LE MONDE DEVIENT UN NOVICIAT par Kristine Lomeda, novice
Imaginez ces scènes : la circulation de naguère 24 heures sur 24 sur l'autoroute principale de Manille, aux Philippines, ne se voit plus ; les rues animées et bruyantes des bidonvilles de Tondo et les cris des enfants et des hommes jouant dans des milliers de cours couvertes délabrées en plein milieu des bidonvilles du grand Manille ne se font plus entendre ; les centres commerciaux, répit "estival" quotidien des riches et des classes moyennes ont cessé leurs activités ; les concerts et les réunions sont interdits. Pour les pauvres, leurs petites sources de bavardage quotidien pendant le balayage de la cour ont dû être coupées, les salariés journaliers ont dû chercher des moyens créatifs de maintenir au moins leur famille en vie pour les semaines à venir.

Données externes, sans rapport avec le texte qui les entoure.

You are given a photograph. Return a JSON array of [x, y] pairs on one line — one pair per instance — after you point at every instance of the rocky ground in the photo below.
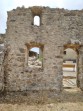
[[69, 100]]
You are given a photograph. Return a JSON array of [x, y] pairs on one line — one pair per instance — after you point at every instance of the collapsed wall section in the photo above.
[[57, 28]]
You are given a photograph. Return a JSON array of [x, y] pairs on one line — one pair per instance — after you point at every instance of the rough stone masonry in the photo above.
[[57, 29]]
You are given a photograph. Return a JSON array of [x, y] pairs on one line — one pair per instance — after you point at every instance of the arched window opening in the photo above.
[[35, 57], [69, 68], [36, 20], [1, 48]]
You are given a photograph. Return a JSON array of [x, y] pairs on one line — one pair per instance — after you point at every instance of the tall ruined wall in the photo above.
[[2, 37], [57, 27]]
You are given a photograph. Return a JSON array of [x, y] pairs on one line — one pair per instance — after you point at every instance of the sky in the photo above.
[[7, 5]]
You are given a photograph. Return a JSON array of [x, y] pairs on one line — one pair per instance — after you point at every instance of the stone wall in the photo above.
[[57, 28], [2, 37]]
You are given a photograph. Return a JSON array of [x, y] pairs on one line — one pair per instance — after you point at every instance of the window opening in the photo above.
[[69, 68], [35, 58], [36, 20]]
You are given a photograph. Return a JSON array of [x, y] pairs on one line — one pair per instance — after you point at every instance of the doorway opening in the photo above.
[[70, 66]]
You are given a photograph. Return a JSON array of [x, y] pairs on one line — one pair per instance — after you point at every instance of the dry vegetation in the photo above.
[[69, 100]]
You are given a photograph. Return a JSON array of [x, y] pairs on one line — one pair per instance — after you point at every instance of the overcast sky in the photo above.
[[6, 5]]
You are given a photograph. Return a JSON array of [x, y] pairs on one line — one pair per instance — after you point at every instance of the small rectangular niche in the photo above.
[[34, 57]]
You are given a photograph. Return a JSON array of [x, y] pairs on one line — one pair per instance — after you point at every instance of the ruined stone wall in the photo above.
[[57, 28], [2, 37]]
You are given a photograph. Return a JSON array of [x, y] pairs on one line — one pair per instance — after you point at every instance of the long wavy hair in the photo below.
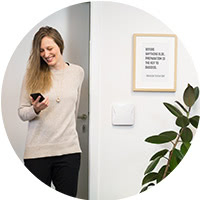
[[38, 74]]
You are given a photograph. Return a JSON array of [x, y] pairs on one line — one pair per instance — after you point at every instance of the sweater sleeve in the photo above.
[[79, 92], [25, 110]]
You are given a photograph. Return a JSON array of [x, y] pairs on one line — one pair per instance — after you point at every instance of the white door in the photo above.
[[77, 48]]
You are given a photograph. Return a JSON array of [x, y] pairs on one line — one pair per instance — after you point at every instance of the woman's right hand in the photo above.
[[39, 106]]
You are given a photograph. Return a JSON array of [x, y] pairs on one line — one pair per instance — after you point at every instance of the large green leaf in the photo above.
[[159, 154], [146, 187], [149, 177], [182, 121], [161, 173], [152, 165], [162, 138], [186, 135], [175, 111], [189, 96], [173, 162], [178, 154], [196, 92], [181, 106], [194, 121], [184, 147]]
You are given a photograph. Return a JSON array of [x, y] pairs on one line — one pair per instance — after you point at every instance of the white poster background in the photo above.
[[22, 16], [155, 62]]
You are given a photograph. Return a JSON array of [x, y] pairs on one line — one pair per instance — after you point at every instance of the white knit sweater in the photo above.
[[52, 132]]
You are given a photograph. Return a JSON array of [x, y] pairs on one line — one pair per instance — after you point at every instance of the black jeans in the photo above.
[[61, 170]]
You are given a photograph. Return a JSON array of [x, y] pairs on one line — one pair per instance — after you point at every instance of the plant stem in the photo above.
[[170, 156]]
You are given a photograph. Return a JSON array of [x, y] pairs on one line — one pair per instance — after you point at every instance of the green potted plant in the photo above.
[[180, 141]]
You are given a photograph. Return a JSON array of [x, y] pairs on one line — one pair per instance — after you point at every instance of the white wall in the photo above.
[[73, 24], [119, 155]]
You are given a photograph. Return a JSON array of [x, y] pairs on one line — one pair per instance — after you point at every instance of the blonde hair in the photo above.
[[38, 74]]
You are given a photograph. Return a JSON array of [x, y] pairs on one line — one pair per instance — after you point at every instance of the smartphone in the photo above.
[[35, 96]]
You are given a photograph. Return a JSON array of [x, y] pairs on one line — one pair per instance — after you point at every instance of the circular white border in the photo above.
[[18, 17]]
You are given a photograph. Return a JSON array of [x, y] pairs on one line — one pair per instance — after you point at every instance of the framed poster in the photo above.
[[155, 62]]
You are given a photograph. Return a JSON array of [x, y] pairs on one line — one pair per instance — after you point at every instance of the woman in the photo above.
[[52, 150]]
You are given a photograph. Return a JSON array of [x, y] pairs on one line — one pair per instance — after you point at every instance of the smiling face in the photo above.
[[50, 52]]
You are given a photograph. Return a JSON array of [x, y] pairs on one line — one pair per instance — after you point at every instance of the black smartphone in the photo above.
[[35, 96]]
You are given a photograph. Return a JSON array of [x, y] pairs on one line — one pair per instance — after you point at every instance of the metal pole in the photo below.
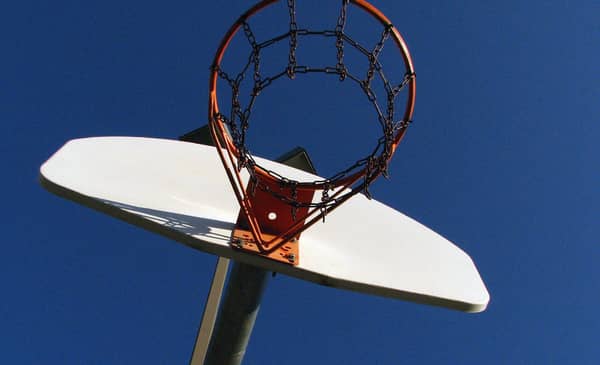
[[245, 287], [210, 312], [237, 315]]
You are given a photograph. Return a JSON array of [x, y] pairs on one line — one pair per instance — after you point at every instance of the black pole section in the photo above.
[[237, 316], [246, 284]]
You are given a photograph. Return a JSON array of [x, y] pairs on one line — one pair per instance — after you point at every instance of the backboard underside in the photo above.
[[180, 190]]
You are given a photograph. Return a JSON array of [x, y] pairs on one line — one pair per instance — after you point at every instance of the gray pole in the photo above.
[[245, 287], [237, 315]]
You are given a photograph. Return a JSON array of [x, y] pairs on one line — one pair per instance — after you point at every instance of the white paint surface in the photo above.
[[180, 190]]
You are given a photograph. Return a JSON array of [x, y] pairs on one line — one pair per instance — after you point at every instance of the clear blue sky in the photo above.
[[502, 159]]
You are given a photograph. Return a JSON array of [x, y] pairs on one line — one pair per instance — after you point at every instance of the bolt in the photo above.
[[291, 257], [237, 242]]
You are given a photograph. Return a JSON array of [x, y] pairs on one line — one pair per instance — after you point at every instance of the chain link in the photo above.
[[238, 120], [293, 39]]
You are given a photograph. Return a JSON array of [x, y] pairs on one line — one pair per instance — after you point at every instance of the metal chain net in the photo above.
[[238, 119]]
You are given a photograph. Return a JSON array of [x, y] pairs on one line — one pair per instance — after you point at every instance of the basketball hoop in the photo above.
[[274, 209]]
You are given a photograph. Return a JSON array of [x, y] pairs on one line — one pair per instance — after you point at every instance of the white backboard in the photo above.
[[180, 190]]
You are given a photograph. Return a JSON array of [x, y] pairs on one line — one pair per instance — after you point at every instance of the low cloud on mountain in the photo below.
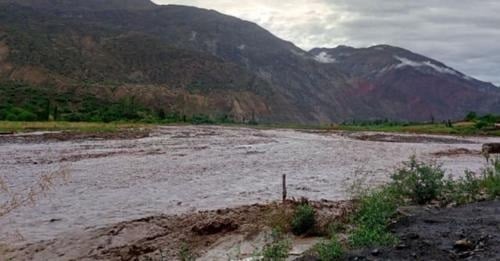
[[463, 34]]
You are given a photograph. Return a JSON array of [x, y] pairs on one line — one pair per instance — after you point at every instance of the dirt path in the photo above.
[[203, 234], [184, 169]]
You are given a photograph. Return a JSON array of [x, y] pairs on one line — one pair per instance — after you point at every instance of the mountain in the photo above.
[[190, 61], [84, 4], [402, 85]]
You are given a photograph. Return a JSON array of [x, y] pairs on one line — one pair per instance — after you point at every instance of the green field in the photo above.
[[461, 128], [16, 126]]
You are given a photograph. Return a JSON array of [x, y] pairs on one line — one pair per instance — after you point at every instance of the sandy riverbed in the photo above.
[[188, 168]]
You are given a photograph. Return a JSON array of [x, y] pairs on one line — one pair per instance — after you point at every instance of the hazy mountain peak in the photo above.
[[84, 4]]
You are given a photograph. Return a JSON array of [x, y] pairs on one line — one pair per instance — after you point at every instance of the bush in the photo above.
[[278, 248], [364, 236], [303, 219], [463, 190], [419, 182], [471, 116], [373, 216], [329, 250], [491, 179]]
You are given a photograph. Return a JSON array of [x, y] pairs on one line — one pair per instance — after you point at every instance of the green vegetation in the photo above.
[[11, 126], [415, 183], [329, 250], [491, 179], [23, 102], [372, 217], [278, 248], [303, 219], [418, 181], [473, 125]]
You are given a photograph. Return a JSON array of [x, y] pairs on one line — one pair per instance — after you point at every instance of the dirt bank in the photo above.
[[55, 136], [469, 232], [185, 169], [164, 236]]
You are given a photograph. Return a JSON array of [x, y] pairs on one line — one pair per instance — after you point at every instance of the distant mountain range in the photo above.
[[195, 61]]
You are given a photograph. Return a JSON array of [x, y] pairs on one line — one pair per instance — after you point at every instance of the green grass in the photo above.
[[16, 126], [329, 250], [462, 128], [374, 212], [303, 219], [278, 248]]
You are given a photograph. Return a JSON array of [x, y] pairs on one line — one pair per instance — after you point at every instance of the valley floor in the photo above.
[[185, 169]]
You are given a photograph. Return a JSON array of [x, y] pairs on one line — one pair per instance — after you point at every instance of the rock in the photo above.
[[464, 245], [215, 227], [402, 246]]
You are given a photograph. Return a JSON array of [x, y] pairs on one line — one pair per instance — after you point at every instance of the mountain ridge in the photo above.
[[193, 51]]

Ces derniers jours, les soldats du front ne sont plus ceux qui possèdent des fusils et des voitures de patrouille ni des chars, mais ceux qui portent des gants et des masques, ceux qui portent des équipements de protection individuelle protégeant leur corps de l'ennemi invisible. Ce sont ces images, et bien d'autres, qu'il faut voir maintenant - du moins ici aux Philippines.
Et, en un clin d'œil, les scènes changent à nouveau, chacun est invité à rester chez lui - c'est le nouveau visage de la charité. Chaque famille est invitée à suivre les instructions qui lui sont données - subtilement, pour les garder en sécurité et en vie dans les mois à venir. Chaque pays renforce ses mesures de sécurité pour sauver des vies. Le monde s'est soudain empressé de revenir à l'essentiel. Et à un moment donné, grâce à ce nouveau Coronavirus 2019, une nouvelle perspective émerge lentement - que le monde passe soudain par ses mois de "Noviciat" - un temps et un espace si propices pour permettre à chacun de se RECUEILLIR, de se RECONNECTER, de se BRANCHER à nouveau à la SOURCE même de notre existence.
La quarantaine communautaire renforcée semblait être comme celle d'un temps séparé de tout ce qui se passe à l'extérieur. Pour voir les choses sous un angle différent, plus grand et plus significatif - un renouveau. On pourrait remarquer des bouffées d’air frais qui soufflent depuis le début de cette pandémie, si seulement on était suffisamment conscient pour rester immobile et savoir qu'Il fait toutes choses nouvelles.
Au noviciat, tout découle de la prière et il en va de même dans le monde d'aujourd'hui - chacun, chaque famille, essaie soudain de faire renaître l’habitude de prier ensemble - qui malheureusement, à l'aube du nouveau millénaire, s'était estompée.
Tout comme les novices, le monde se voit maintenant dire quoi faire et comment faire les choses - car c'est pour le mieux à l'heure actuelle. Pour ceux qui avaient mené une vie insouciante, l'obéissance peut être un véritable combat. Mais si l'on considère que c'est une source de vie pour la communauté et pour le pays, on a l'humilité d'obéir et de faire confiance au fait que notre gouvernement et ceux qui s'occupent de nous savent et font ce qui est le mieux pour tout le monde. Nous apprenons à faire davantage confiance à Dieu parce que tous nos projets sont mis à l'arrêt - Dieu prend maintenant le contrôle de notre chemin. Notre MAINTENANT, c'est que nous apprenons à vivre au jour le jour.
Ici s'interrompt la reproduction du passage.